Diante desse cenário tenebroso, deve-se questionar como foi que amplos setores da sociedade civil deram algum tipo de apoio ao golpe (e muitos continuaram apoiando após), ou ao menos não resistiram decididamente, e confiaram às Forças Armadas o destino da nação, o que nem de longe era sua atribuição. A resposta pode estar no clima de medo e desconfiança criado propositalmente ao longo dos anos que antecederam aquele período.

O principal instrumento de propaganda associado aos militares foi o complexo IPES/IBAD (Instituto de Pesquisas e Estudos Sociais e Instituto Brasileiro de Ação Democrática).

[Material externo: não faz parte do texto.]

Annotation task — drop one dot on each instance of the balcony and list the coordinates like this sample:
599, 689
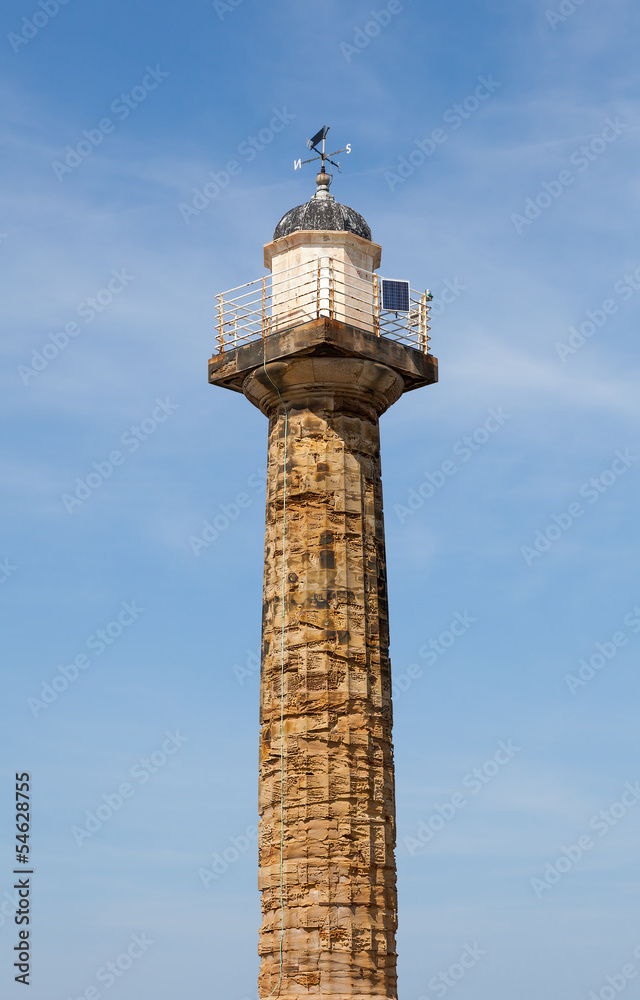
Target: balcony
325, 288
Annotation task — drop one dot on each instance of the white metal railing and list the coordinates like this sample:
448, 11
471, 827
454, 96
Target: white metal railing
320, 288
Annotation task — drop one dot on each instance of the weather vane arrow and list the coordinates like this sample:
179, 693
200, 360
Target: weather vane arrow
321, 137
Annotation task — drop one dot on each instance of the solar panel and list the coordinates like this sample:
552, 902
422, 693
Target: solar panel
395, 295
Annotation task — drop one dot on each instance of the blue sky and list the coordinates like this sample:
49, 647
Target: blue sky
525, 207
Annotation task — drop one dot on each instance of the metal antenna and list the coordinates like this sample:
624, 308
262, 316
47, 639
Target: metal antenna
312, 143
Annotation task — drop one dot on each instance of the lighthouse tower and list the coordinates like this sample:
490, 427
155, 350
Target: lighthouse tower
323, 346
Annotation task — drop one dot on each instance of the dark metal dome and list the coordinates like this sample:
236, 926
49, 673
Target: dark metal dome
322, 212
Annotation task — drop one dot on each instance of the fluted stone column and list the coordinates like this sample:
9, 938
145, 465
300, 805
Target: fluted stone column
338, 809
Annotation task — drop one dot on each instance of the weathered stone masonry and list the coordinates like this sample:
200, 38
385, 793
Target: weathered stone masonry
339, 810
323, 368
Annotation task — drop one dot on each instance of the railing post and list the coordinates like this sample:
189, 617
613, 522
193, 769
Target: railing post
376, 306
220, 324
331, 290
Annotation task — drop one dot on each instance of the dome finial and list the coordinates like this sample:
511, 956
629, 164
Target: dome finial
323, 181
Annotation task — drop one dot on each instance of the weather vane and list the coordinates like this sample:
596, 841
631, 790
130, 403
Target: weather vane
321, 136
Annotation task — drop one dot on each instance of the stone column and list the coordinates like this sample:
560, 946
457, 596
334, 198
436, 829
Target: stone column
338, 809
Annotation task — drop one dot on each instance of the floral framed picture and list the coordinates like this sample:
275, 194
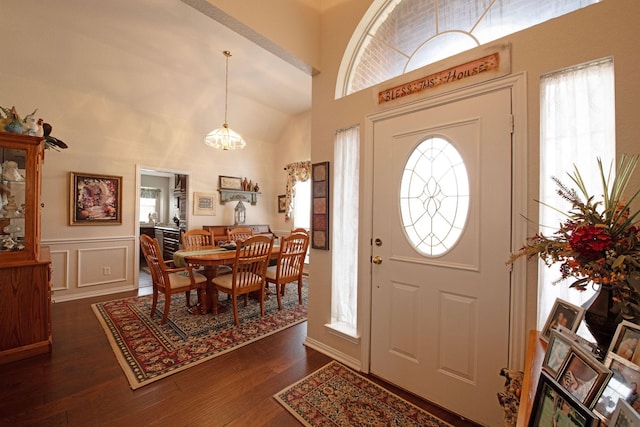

Essas entidades formaram uma rede de desinformação direcionada a instalar um “pânico anticomunista” na sociedade brasileira, buscando criar a base social de aceitação a um golpe militar. O núcleo de conspiração golpista foi fortemente financiado por empresários estrangeiros e nacionais, além da CIA (agência de inteligência estadunidense) e do IRD (departamento secreto de propaganda do governo britânico durante a Guerra Fria). O IPES/IBAD financiava a produção de filmes e documentários, panfletos, revistas, pesquisas, atuava nos quartéis e até mesmo corrompia deputados. Todo o trabalho da rede de desinformação visava a deslegitimar o governo do presidente João Goulart e a demonizar os comunistas, então apoiadores das reformas de base pretendidas pelo governo e que muito beneficiariam os trabalhadores do campo e da cidade, os estudantes e toda a população pobre do país.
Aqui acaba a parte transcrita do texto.